Their findings, the researchers said, highlight "the idea that sexism is not merely a social injustice, but also has deleterious mental health-related consequences for those who embrace such attitudes." In other words, misogyny is genuinely and seriously bad for you — both for those targeted by explicit sexism, and those responsible for putting it out into the world.

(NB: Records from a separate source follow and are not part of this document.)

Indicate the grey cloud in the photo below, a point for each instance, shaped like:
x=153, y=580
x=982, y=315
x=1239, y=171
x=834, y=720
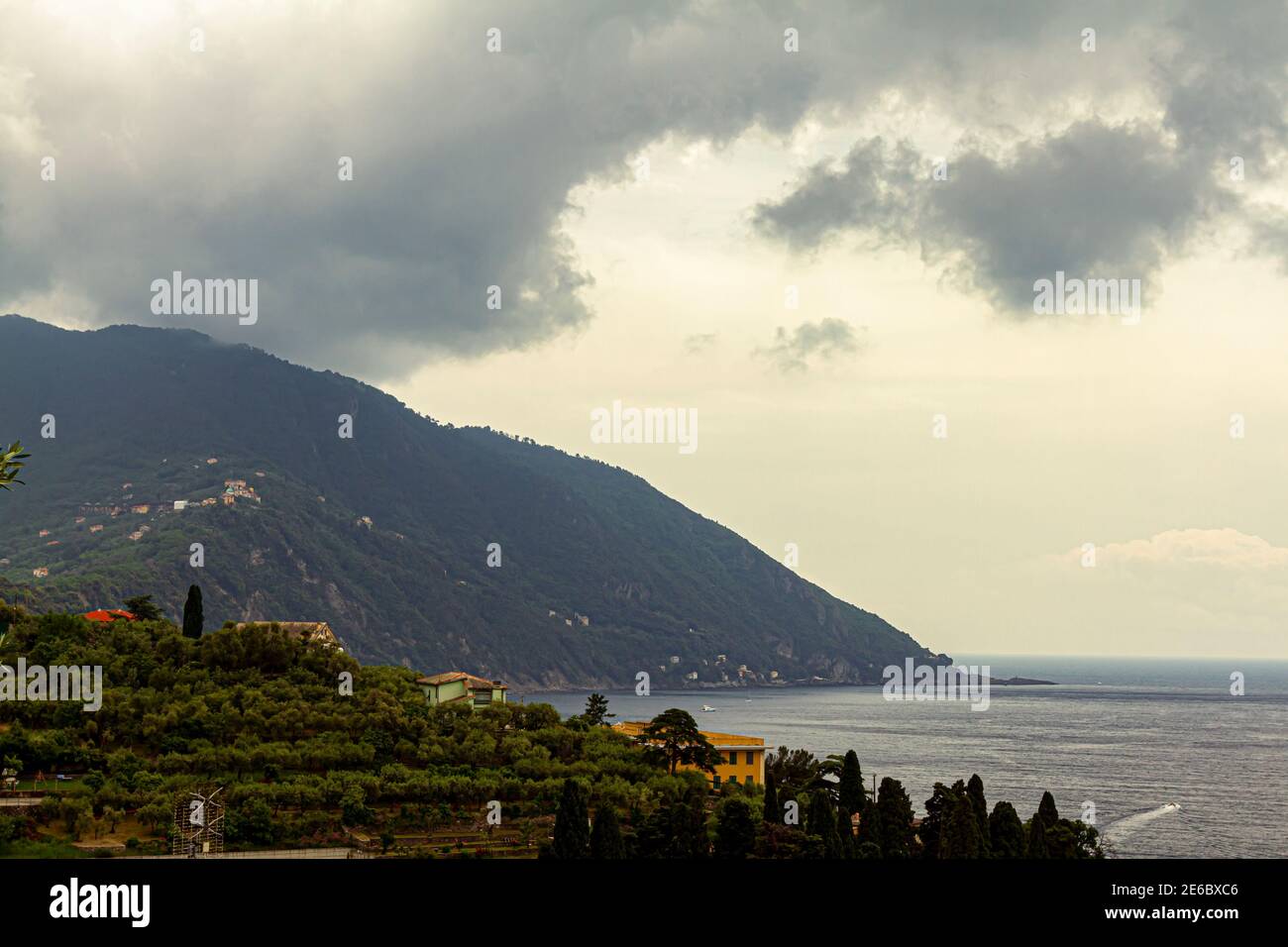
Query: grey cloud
x=223, y=163
x=823, y=341
x=1095, y=200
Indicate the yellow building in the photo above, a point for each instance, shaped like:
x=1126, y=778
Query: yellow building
x=742, y=758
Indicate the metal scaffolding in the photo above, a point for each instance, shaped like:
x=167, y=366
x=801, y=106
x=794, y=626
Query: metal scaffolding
x=198, y=825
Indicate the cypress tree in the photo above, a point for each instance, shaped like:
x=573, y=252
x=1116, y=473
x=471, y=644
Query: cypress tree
x=690, y=825
x=822, y=822
x=896, y=812
x=975, y=789
x=932, y=825
x=605, y=838
x=1006, y=832
x=960, y=838
x=572, y=828
x=193, y=616
x=772, y=810
x=1047, y=810
x=735, y=830
x=850, y=789
x=870, y=831
x=1037, y=847
x=845, y=828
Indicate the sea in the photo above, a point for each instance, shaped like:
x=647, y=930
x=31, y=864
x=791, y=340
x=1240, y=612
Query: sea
x=1159, y=753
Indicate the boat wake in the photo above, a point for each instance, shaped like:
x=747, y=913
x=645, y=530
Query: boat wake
x=1131, y=823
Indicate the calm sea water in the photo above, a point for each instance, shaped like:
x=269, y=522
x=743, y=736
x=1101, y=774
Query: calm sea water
x=1128, y=735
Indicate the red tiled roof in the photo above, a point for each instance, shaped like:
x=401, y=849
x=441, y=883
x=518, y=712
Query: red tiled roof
x=471, y=681
x=110, y=615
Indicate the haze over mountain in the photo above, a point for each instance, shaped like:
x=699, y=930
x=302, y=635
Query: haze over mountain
x=385, y=535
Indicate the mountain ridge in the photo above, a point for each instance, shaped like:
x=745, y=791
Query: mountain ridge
x=386, y=535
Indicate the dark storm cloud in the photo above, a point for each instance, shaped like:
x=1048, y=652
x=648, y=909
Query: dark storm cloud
x=1095, y=201
x=223, y=163
x=1096, y=198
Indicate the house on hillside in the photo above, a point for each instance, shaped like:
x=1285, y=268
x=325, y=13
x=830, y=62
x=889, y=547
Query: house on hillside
x=452, y=686
x=310, y=631
x=742, y=758
x=108, y=615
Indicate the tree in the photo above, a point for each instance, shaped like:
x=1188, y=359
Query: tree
x=605, y=838
x=795, y=771
x=1037, y=847
x=932, y=825
x=870, y=831
x=960, y=836
x=193, y=616
x=896, y=812
x=690, y=825
x=143, y=608
x=596, y=710
x=845, y=828
x=979, y=805
x=1046, y=808
x=1005, y=832
x=674, y=733
x=822, y=822
x=11, y=463
x=572, y=825
x=772, y=812
x=850, y=789
x=735, y=830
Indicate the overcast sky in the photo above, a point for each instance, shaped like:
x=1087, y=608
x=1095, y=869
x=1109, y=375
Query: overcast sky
x=734, y=209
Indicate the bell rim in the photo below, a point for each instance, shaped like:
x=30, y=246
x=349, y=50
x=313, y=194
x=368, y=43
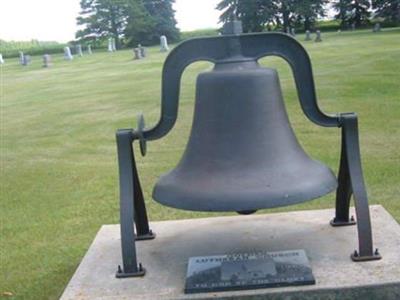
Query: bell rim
x=250, y=205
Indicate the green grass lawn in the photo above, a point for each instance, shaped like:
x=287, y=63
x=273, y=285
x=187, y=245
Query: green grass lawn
x=58, y=157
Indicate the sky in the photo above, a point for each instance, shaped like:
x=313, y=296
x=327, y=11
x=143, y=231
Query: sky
x=55, y=20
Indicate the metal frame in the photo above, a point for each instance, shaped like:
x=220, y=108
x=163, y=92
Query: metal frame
x=225, y=49
x=132, y=206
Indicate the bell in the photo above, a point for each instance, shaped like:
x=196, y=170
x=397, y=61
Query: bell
x=242, y=153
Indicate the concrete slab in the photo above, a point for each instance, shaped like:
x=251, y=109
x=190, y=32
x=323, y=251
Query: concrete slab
x=166, y=257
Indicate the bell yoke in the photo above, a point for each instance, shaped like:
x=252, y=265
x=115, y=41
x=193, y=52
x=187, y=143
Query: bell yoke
x=242, y=154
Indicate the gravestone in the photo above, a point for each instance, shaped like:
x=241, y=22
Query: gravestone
x=377, y=27
x=78, y=50
x=308, y=35
x=163, y=44
x=46, y=61
x=67, y=54
x=142, y=51
x=110, y=45
x=21, y=58
x=137, y=53
x=26, y=60
x=318, y=37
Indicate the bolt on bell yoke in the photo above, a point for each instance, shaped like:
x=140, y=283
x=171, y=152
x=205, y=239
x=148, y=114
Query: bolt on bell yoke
x=242, y=154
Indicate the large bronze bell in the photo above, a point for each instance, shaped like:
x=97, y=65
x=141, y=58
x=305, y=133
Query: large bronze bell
x=242, y=154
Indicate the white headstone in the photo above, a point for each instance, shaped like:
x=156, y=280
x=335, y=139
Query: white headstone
x=308, y=35
x=142, y=51
x=163, y=44
x=137, y=53
x=46, y=61
x=318, y=37
x=110, y=45
x=67, y=54
x=21, y=58
x=27, y=60
x=377, y=27
x=78, y=50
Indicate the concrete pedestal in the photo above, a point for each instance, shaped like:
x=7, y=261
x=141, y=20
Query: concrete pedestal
x=165, y=258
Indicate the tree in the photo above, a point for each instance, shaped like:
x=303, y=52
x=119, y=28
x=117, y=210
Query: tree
x=103, y=18
x=308, y=11
x=360, y=11
x=256, y=14
x=253, y=14
x=140, y=26
x=387, y=9
x=163, y=18
x=343, y=12
x=352, y=12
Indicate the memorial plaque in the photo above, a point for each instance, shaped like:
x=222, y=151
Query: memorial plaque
x=244, y=271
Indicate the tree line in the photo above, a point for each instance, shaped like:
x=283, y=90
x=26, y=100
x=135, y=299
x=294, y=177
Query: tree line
x=129, y=22
x=259, y=15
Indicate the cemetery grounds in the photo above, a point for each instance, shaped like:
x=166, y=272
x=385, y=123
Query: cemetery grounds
x=59, y=179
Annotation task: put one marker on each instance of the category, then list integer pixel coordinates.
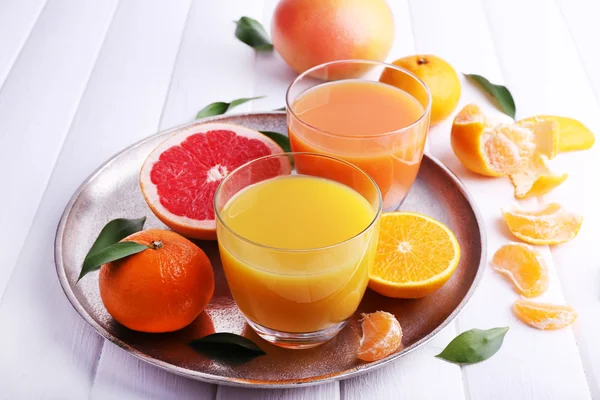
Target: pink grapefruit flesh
(179, 178)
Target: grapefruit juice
(375, 126)
(316, 241)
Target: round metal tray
(113, 191)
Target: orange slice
(550, 224)
(573, 135)
(536, 179)
(415, 256)
(382, 335)
(544, 316)
(487, 148)
(524, 267)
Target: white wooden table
(80, 80)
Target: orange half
(416, 255)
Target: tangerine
(382, 335)
(161, 289)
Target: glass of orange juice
(296, 247)
(376, 126)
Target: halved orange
(536, 179)
(573, 135)
(487, 148)
(544, 316)
(524, 267)
(416, 255)
(382, 335)
(550, 224)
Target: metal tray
(113, 191)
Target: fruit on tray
(439, 76)
(382, 335)
(179, 178)
(307, 33)
(536, 179)
(544, 316)
(416, 255)
(524, 267)
(487, 148)
(572, 134)
(550, 224)
(161, 289)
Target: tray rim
(240, 382)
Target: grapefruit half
(179, 178)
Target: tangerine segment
(547, 135)
(487, 148)
(522, 265)
(573, 134)
(544, 316)
(382, 335)
(416, 255)
(536, 179)
(550, 224)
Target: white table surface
(80, 80)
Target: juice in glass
(296, 263)
(376, 126)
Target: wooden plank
(562, 87)
(410, 377)
(37, 104)
(17, 19)
(532, 363)
(580, 17)
(406, 379)
(264, 74)
(43, 340)
(121, 376)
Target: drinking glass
(372, 124)
(297, 296)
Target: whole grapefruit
(307, 33)
(161, 289)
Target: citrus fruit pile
(519, 150)
(526, 269)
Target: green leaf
(227, 346)
(498, 92)
(116, 230)
(282, 140)
(110, 253)
(474, 346)
(112, 233)
(251, 32)
(220, 107)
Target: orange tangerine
(488, 148)
(550, 224)
(544, 316)
(382, 335)
(522, 265)
(536, 179)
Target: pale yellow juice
(305, 288)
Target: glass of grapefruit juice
(376, 126)
(296, 247)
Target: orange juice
(373, 125)
(319, 280)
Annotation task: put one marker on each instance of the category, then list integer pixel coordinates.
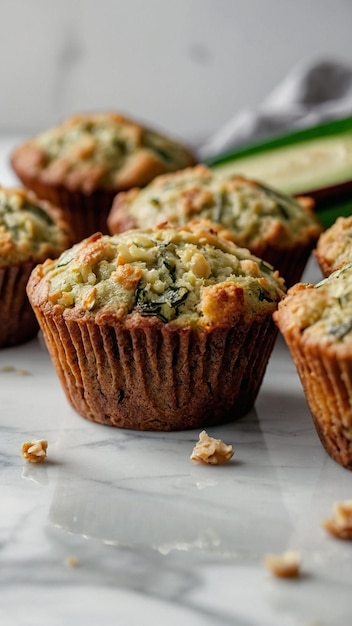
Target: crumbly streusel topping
(322, 312)
(334, 247)
(104, 150)
(251, 211)
(185, 275)
(29, 229)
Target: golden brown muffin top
(253, 213)
(334, 247)
(320, 314)
(98, 151)
(189, 276)
(30, 229)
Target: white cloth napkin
(310, 94)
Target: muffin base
(158, 377)
(327, 384)
(17, 319)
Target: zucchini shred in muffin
(334, 247)
(316, 322)
(158, 329)
(272, 226)
(31, 230)
(82, 163)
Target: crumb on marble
(22, 372)
(211, 451)
(34, 451)
(286, 565)
(340, 525)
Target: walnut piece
(341, 524)
(286, 565)
(34, 451)
(211, 451)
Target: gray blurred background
(185, 66)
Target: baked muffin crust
(186, 276)
(97, 151)
(30, 229)
(253, 213)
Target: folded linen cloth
(309, 95)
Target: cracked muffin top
(187, 276)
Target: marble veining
(120, 527)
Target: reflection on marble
(120, 527)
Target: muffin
(30, 231)
(316, 322)
(334, 247)
(272, 226)
(158, 329)
(81, 164)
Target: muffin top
(98, 151)
(334, 247)
(30, 229)
(320, 314)
(187, 276)
(252, 212)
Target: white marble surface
(156, 538)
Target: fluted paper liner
(151, 376)
(17, 320)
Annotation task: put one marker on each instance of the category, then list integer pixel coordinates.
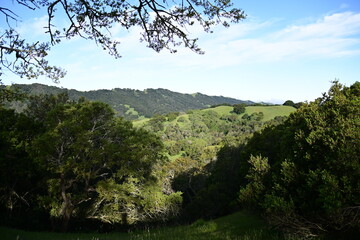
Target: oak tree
(164, 25)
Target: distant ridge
(134, 104)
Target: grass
(270, 112)
(221, 110)
(237, 226)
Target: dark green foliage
(76, 160)
(147, 103)
(312, 183)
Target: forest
(75, 165)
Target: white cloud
(332, 36)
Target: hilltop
(135, 104)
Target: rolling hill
(135, 104)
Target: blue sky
(283, 50)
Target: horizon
(282, 51)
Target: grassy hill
(199, 134)
(135, 104)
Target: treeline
(70, 163)
(302, 175)
(129, 103)
(76, 163)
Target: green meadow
(237, 226)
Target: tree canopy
(164, 25)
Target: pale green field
(270, 111)
(221, 110)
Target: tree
(89, 155)
(163, 23)
(312, 184)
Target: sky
(283, 50)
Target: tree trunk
(67, 208)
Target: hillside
(199, 134)
(135, 104)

How The Patriarchy Also Impacts Women's Mental Health

This new collection of studies provides a male perspective in a field of study often dominated by female experience. There have been a host of studies done on how sexism impacts female mental health, and the story, unsurprisingly, hasn't been particularly good. According to the evidence, sexual objectification of women, writes NYU's Department Of Applied Psychology, "is both directly and indirectly linked to various mental health distresses and disorders in women, including anxiety, depression, disordered eating, and reduced experiences of flow and productivity."

And a study that came out in 2015 found that fear of rape and a highly-charged sexist environment created the significant risk that American women would experience "psychological distress," which raises the possibility of depression and other mood disorders. Jessica Valenti, writing about the study for The Guardian , summed it up: "Sexism is making women sick."

What we're increasingly discovering, however, is that sexism is making everybody sick. It ruins relationships, creates unsustainable expectations, restricts men from getting the help they need, prompts bullying and targeting of the "feminine," disavows emotional instability as just "being a crazy girl," and is essentially a venomous entity that helps nobody. If it were a literal virus, we'd be actively attempting to find a vaccine and Bill Gates would announce several billion dollars worth of investment in eradicating it. As it isn't, though, let's all at least take note of the fact that it's not just "a lady thing." Putting misogyny and homophobia in the trash can is an everybody thing — and it certainly affects all our health.